Nothing sounds as early 1960s as Herb Alpert’s bright, precise pop trumpet lines. His band, the Tijuana Brass, had hit album after hit album. Their chart highpoint was “Whipped Cream & Other Delights,” which displaced the Beatles, Sinatra, and the Stones with a set of sunny instrumentals including the number one hit “A Taste of Honey.” That album, with its iconic cover featuring a sexy model covered in desert topping, resulted in a tour which forced Alpert to actually form a band. Earlier releases were just the trumpeter multitracking over the Wrecking Crew, the studio musician ringers who actually played on most of the hit recordings of the era. It was one of the last popular highpoints for middle-of-the-road music. For a brief time, the musical tastes of the baby boom generation and their parents overlapped. But the guitar-driven aggression, angst, and psychedelic sound of the late ’60s made easy listening instrumentals sound dated. Alpert’s final top 10 hit of the decade was a vocal version of Burt Bacharach’s “This Guy’s in Love,” and that was almost an afterthought, a quick 45 rpm single of a number from a TV special.

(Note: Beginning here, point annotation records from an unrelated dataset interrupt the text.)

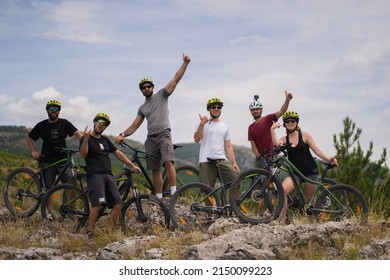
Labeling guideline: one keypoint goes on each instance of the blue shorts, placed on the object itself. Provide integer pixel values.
(102, 190)
(159, 147)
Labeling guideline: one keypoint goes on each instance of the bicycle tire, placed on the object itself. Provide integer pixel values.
(350, 204)
(254, 202)
(187, 204)
(329, 182)
(184, 174)
(123, 188)
(156, 215)
(70, 206)
(22, 192)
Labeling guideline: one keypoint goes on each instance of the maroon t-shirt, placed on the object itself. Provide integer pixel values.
(259, 132)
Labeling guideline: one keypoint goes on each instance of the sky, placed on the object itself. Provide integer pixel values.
(332, 55)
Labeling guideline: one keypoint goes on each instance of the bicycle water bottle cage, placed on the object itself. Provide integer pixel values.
(215, 159)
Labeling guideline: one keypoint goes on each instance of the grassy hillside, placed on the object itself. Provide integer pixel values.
(12, 141)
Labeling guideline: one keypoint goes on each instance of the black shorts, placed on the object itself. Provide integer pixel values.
(102, 190)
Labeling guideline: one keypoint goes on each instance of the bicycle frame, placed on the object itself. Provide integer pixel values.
(223, 193)
(294, 173)
(67, 162)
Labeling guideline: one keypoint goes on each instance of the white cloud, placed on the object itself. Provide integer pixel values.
(47, 93)
(76, 21)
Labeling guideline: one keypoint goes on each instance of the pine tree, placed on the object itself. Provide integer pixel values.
(356, 167)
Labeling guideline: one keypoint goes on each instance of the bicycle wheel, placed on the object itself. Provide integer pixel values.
(192, 206)
(120, 180)
(184, 174)
(341, 202)
(22, 192)
(67, 204)
(256, 196)
(144, 214)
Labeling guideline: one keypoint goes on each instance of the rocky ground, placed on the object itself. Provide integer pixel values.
(227, 239)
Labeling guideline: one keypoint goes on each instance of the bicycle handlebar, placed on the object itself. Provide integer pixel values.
(125, 145)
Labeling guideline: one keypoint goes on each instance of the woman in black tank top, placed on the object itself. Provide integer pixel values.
(299, 154)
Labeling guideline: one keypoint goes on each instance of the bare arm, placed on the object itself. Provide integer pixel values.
(78, 134)
(198, 135)
(284, 107)
(230, 153)
(123, 158)
(31, 147)
(307, 138)
(170, 87)
(130, 130)
(84, 146)
(254, 148)
(274, 126)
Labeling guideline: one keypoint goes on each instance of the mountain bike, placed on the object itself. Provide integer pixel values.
(24, 188)
(71, 207)
(330, 201)
(184, 174)
(197, 205)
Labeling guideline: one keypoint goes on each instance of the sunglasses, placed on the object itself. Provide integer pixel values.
(290, 121)
(55, 109)
(146, 87)
(101, 121)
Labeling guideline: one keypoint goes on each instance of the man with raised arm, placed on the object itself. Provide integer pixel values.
(158, 143)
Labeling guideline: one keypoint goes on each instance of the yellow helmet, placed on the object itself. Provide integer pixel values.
(214, 101)
(146, 81)
(53, 103)
(104, 117)
(290, 115)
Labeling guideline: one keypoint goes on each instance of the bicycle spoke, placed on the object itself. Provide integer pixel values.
(342, 202)
(193, 207)
(21, 192)
(254, 198)
(151, 218)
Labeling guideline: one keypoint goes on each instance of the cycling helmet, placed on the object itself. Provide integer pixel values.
(255, 104)
(53, 103)
(146, 81)
(214, 101)
(290, 115)
(104, 117)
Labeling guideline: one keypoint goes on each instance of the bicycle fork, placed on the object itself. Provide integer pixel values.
(141, 214)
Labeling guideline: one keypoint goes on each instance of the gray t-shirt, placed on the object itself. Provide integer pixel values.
(155, 109)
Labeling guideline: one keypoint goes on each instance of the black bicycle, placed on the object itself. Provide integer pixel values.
(331, 200)
(197, 205)
(184, 174)
(70, 206)
(24, 188)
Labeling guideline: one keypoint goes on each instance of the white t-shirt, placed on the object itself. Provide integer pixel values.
(212, 144)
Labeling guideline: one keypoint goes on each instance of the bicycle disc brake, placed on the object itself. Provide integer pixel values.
(227, 211)
(257, 196)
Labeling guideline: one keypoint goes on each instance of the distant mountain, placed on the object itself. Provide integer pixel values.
(13, 140)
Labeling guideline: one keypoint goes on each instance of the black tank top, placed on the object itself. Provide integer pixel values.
(301, 157)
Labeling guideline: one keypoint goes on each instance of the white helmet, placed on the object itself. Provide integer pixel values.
(255, 104)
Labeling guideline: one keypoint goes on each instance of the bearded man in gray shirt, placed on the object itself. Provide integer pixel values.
(158, 143)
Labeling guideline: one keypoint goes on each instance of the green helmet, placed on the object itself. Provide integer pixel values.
(53, 103)
(214, 101)
(146, 81)
(104, 117)
(290, 115)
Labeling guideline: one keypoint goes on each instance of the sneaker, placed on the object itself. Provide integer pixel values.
(90, 234)
(50, 217)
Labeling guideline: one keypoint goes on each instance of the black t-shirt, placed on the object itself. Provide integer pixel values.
(97, 159)
(301, 157)
(53, 135)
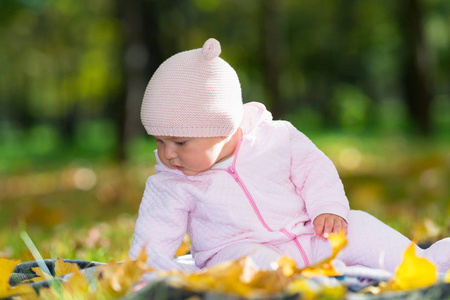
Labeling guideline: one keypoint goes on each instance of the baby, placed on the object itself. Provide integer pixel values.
(242, 184)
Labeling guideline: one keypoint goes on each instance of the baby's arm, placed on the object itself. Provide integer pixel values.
(317, 183)
(161, 224)
(325, 224)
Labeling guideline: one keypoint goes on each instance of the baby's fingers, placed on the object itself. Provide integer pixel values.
(328, 227)
(339, 226)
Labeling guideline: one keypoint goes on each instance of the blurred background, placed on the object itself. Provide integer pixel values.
(367, 81)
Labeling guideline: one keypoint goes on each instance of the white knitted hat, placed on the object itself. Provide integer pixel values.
(193, 94)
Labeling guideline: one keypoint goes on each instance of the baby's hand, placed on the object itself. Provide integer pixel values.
(325, 224)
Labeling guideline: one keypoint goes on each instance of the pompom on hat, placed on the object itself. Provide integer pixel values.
(193, 94)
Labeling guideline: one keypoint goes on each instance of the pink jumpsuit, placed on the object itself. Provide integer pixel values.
(262, 203)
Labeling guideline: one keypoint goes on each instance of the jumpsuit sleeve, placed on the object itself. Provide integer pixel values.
(316, 178)
(161, 223)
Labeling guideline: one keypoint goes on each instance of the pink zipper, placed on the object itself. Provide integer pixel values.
(233, 173)
(232, 170)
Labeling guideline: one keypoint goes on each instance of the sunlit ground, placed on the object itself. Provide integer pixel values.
(85, 209)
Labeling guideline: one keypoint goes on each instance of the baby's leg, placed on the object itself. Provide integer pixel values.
(262, 255)
(373, 244)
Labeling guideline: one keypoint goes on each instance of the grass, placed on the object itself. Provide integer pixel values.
(85, 208)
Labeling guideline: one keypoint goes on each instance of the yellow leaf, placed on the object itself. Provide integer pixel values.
(40, 275)
(184, 247)
(63, 268)
(77, 284)
(447, 277)
(287, 266)
(414, 272)
(115, 279)
(240, 277)
(309, 289)
(7, 267)
(325, 268)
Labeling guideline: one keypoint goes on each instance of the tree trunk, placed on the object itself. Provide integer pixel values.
(140, 59)
(272, 55)
(416, 83)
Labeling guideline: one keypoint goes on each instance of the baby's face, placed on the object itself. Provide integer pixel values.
(193, 155)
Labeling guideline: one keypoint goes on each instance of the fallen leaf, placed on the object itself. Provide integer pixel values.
(6, 268)
(185, 246)
(63, 268)
(414, 272)
(325, 267)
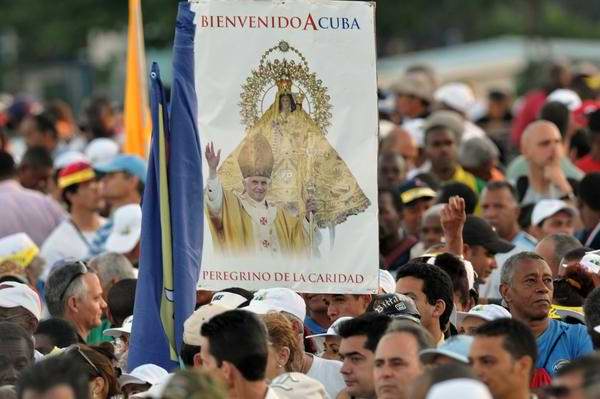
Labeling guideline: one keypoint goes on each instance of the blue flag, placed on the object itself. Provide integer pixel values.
(172, 212)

Alpert and his longtime partner Lani Hall, who is also on the bill this tour. Photo by Dewey Nicks

But if Alpert’s albums weren’t selling to the younger demographic, they continued to sell and rack up Grammys in the contemporary and pop instrumental performance categories. He had a disco-lite hit, “Rise,” in the late ’70s. He collaborated with South African trumpeter Hugh Masekela, and especially with Lani Hall, former lead singer for Brazil 66 and Alpert’s wife for the last 50 years. Hall shares the bill with Alpert on this tour.

But by that time, Alpert’s major impact was as the cofounder (with Jerry Moss) of A&M Records, one of the most successful labels of the era. The label, and its sub-labels, released a wide range of music from Antonio Carlos Jobim to Cat Stevens, the Carpenters to the Police. They were behind artist labels like Beatle George Harrison’s “Dark Horse,” and the New Age noodlings of Windham Hill. They even signed the Sex Pistols, dropping them for outrageous behavior a week later. Ultimately, A&M become the largest independent record company in the world before being sold to PolyGram in 1989 for $500 million dollars, or roughly $1.3 billion today.

A number of top songs from the label appear on “Wish Up Upon a Star.” Alpert’s distinctive sound is, if anything, more subtle, nuanced, and improvisatory than the tightly produced tracks of the 1960s. Thursday’s event may be the last chance to see an artist who shaped the music of his era. You already know the tunes, and at this point in the trumpeter’s life, every performance is valedictory.

Herb Alpert and Lani Hall play at the National on Thursday, May 16. Doors open at 6:30 p.m. and the show starts at 7:30 p.m. Tickets are available, ranging from $33-43.